When waking affine, check for an idle shared cache, and if
found, wake to that CPU/sibling instead of the waker's CPU.
This improves pgsql+oltp ramp up by roughly 8%. Possibly more
for other loads, depending on overlap. The trade-off is a
roughly 1% peak downturn if tasks are truly synchronous.
Signed-off-by: Mike Galbraith <efault@gmx.de>
Cc: Arjan van de Ven <arjan@infradead.org>
Cc: Peter Zijlstra <peterz@infradead.org>
Cc: <stable@kernel.org>
LKML-Reference: <
1256654138.17752.7.camel@marge.simson.net>
Signed-off-by: Ingo Molnar <mingo@elte.hu>
                                want_sd = 0;
                }
 
-               if (want_affine && (tmp->flags & SD_WAKE_AFFINE) &&
-                   cpumask_test_cpu(prev_cpu, sched_domain_span(tmp))) {
+               if (want_affine && (tmp->flags & SD_WAKE_AFFINE)) {
+                       int candidate = -1, i;
 
-                       affine_sd = tmp;
-                       want_affine = 0;
+                       if (cpumask_test_cpu(prev_cpu, sched_domain_span(tmp)))

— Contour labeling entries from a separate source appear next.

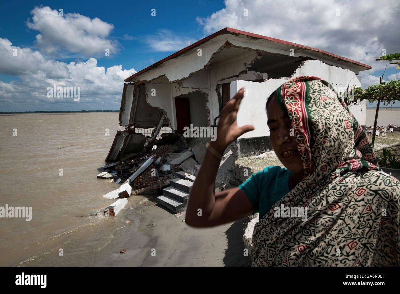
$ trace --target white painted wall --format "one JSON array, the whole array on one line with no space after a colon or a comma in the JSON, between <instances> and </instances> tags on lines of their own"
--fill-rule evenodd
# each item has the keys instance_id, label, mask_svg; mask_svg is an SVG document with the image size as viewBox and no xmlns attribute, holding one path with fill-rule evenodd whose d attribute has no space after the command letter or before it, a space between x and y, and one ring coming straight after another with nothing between
<instances>
[{"instance_id":1,"label":"white painted wall","mask_svg":"<svg viewBox=\"0 0 400 294\"><path fill-rule=\"evenodd\" d=\"M231 98L242 87L246 89L238 112L238 126L246 124L254 126L254 130L243 134L239 138L262 137L270 135L267 125L265 104L272 92L288 80L288 78L270 79L263 83L236 81L230 83Z\"/></svg>"},{"instance_id":2,"label":"white painted wall","mask_svg":"<svg viewBox=\"0 0 400 294\"><path fill-rule=\"evenodd\" d=\"M320 60L306 60L300 68L298 68L291 78L299 76L314 76L320 78L328 82L336 89L347 88L354 85L356 87L361 86L360 77L353 72L340 67L333 66ZM366 118L366 102L352 105L349 108L358 123L365 125Z\"/></svg>"},{"instance_id":3,"label":"white painted wall","mask_svg":"<svg viewBox=\"0 0 400 294\"><path fill-rule=\"evenodd\" d=\"M130 112L132 109L132 103L133 102L133 91L134 89L133 84L126 86L125 91L125 108L122 114L121 121L120 124L123 126L127 126L129 123Z\"/></svg>"},{"instance_id":4,"label":"white painted wall","mask_svg":"<svg viewBox=\"0 0 400 294\"><path fill-rule=\"evenodd\" d=\"M291 78L298 76L314 76L321 78L335 86L347 87L350 85L359 86L358 77L351 71L329 66L319 60L307 60L296 71ZM232 98L242 87L247 89L247 95L243 98L238 112L238 126L250 124L254 126L254 130L244 134L239 138L269 136L265 112L266 100L273 92L289 78L270 79L263 83L238 80L230 83ZM366 103L352 106L350 111L360 125L365 124Z\"/></svg>"}]
</instances>

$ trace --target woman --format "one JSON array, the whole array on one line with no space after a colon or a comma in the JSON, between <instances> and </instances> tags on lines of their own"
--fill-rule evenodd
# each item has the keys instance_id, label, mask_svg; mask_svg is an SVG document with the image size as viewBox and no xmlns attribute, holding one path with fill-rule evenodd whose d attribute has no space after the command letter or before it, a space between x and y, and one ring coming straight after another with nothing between
<instances>
[{"instance_id":1,"label":"woman","mask_svg":"<svg viewBox=\"0 0 400 294\"><path fill-rule=\"evenodd\" d=\"M216 140L192 188L186 223L212 226L259 210L255 266L400 265L400 182L378 168L357 120L318 78L291 80L267 102L271 143L288 170L269 167L214 194L217 158L254 129L236 124L242 98L241 89L222 112ZM275 208L283 207L306 208L306 219L277 217Z\"/></svg>"}]
</instances>

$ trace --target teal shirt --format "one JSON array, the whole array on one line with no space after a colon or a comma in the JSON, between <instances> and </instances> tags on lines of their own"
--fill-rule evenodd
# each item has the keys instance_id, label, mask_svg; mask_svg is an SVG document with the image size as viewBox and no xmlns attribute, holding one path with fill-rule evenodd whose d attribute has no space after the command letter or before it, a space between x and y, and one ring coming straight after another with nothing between
<instances>
[{"instance_id":1,"label":"teal shirt","mask_svg":"<svg viewBox=\"0 0 400 294\"><path fill-rule=\"evenodd\" d=\"M253 174L239 186L253 204L253 214L260 212L259 219L290 192L289 178L291 173L280 166L268 166Z\"/></svg>"}]
</instances>

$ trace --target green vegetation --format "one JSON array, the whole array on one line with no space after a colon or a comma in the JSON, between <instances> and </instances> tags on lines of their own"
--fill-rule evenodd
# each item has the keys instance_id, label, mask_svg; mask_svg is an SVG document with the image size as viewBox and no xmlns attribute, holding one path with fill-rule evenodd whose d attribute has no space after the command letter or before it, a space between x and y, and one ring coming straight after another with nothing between
<instances>
[{"instance_id":1,"label":"green vegetation","mask_svg":"<svg viewBox=\"0 0 400 294\"><path fill-rule=\"evenodd\" d=\"M399 162L400 145L384 148L375 151L375 155L376 156L379 167L400 168L400 162Z\"/></svg>"},{"instance_id":2,"label":"green vegetation","mask_svg":"<svg viewBox=\"0 0 400 294\"><path fill-rule=\"evenodd\" d=\"M393 133L388 132L386 133L386 137L382 136L382 131L379 132L381 132L381 134L379 137L375 137L376 144L387 145L382 147L390 147L400 143L400 132L394 132ZM372 140L372 135L368 135L368 138L370 142ZM378 146L376 146L375 147L379 148Z\"/></svg>"},{"instance_id":3,"label":"green vegetation","mask_svg":"<svg viewBox=\"0 0 400 294\"><path fill-rule=\"evenodd\" d=\"M354 98L352 99L350 96L348 97L348 105L357 104L364 100L372 103L379 100L383 102L384 105L389 105L394 104L396 101L400 101L400 80L393 79L379 85L371 85L364 90L360 87L357 87L354 90Z\"/></svg>"}]
</instances>

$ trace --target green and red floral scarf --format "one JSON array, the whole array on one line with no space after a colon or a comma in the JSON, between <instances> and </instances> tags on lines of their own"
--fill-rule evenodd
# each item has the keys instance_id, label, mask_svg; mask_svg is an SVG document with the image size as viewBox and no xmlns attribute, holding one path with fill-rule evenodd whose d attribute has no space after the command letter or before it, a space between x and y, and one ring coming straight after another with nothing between
<instances>
[{"instance_id":1,"label":"green and red floral scarf","mask_svg":"<svg viewBox=\"0 0 400 294\"><path fill-rule=\"evenodd\" d=\"M253 265L400 266L400 182L378 168L348 108L313 76L285 82L277 98L305 177L256 225ZM275 217L282 205L306 207L307 219Z\"/></svg>"}]
</instances>

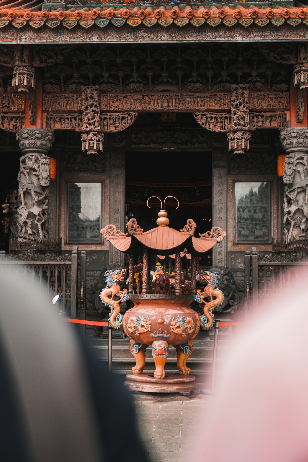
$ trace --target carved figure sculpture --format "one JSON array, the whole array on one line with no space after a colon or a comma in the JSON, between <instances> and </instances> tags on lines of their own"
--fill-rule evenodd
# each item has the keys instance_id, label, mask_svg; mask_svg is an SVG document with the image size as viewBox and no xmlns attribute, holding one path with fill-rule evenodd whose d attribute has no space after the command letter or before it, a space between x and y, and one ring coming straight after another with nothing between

+                               candidate = cpu;
+
+                       /*
+                        * Check for an idle shared cache.

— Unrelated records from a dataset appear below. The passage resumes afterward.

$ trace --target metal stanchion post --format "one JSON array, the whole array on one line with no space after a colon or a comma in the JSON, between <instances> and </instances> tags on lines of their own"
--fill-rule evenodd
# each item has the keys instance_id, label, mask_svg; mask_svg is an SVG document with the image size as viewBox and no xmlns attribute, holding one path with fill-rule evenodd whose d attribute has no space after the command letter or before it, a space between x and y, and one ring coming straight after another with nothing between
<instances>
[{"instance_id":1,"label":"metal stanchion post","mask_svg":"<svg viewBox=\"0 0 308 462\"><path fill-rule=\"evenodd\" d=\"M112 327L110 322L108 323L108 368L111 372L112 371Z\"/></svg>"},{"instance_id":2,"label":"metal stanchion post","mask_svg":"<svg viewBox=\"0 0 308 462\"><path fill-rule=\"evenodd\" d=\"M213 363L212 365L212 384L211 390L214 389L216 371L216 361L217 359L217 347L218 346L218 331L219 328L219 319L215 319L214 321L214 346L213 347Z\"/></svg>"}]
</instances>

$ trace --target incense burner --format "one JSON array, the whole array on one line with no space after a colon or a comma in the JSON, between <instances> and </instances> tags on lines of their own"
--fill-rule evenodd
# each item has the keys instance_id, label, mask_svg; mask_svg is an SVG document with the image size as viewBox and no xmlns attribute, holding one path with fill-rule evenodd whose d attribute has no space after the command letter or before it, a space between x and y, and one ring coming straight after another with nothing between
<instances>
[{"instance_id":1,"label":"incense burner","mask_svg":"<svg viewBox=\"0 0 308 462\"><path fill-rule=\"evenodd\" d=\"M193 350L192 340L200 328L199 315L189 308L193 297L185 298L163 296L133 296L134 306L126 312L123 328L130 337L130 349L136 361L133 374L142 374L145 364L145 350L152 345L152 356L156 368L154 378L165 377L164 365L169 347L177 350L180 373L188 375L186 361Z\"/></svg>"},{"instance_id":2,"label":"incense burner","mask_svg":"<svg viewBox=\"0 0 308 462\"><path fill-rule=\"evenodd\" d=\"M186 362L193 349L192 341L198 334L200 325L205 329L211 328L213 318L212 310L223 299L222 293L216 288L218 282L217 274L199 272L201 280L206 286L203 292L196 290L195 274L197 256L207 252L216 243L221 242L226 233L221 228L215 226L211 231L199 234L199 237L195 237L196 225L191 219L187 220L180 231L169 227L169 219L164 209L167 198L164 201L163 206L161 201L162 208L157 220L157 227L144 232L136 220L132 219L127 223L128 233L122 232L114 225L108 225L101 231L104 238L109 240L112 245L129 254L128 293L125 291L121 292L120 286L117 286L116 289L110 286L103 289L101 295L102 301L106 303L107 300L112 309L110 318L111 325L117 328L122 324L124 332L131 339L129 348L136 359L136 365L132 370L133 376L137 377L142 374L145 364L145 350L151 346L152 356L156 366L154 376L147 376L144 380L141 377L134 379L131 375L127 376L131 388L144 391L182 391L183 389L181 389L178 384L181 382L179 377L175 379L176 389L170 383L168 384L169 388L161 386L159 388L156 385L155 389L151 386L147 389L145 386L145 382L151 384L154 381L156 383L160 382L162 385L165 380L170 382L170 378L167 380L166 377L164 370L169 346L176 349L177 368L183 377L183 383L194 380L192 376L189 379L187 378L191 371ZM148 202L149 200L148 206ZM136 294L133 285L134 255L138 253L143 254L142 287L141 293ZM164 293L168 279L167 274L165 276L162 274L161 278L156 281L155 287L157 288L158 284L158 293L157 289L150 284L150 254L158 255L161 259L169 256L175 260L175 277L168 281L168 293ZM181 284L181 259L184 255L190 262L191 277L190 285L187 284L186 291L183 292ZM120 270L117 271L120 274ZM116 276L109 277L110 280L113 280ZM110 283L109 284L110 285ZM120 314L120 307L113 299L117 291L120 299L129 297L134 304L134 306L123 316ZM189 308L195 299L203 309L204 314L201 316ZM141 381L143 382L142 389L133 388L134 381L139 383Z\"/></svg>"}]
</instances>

+                        */
+                       if (tmp->flags & SD_PREFER_SIBLING) {
+                               if (candidate == cpu) {
+                                       if (!cpu_rq(prev_cpu)->cfs.nr_running)
+                                               candidate = prev_cpu;
+                               }
+
+                               if (candidate == -1 || candidate == cpu) {
+                                       for_each_cpu(i, sched_domain_span(tmp)) {
+                                               if (!cpu_rq(i)->cfs.nr_running) {
+                                                       candidate = i;
+                                                       break;
+                                               }
+                                       }
+                               }
+                       }
+
+                       if (candidate >= 0) {
+                               affine_sd = tmp;
+                               want_affine = 0;
+                               cpu = candidate;
+                       }
                }
 
                if (!want_sd && !want_affine)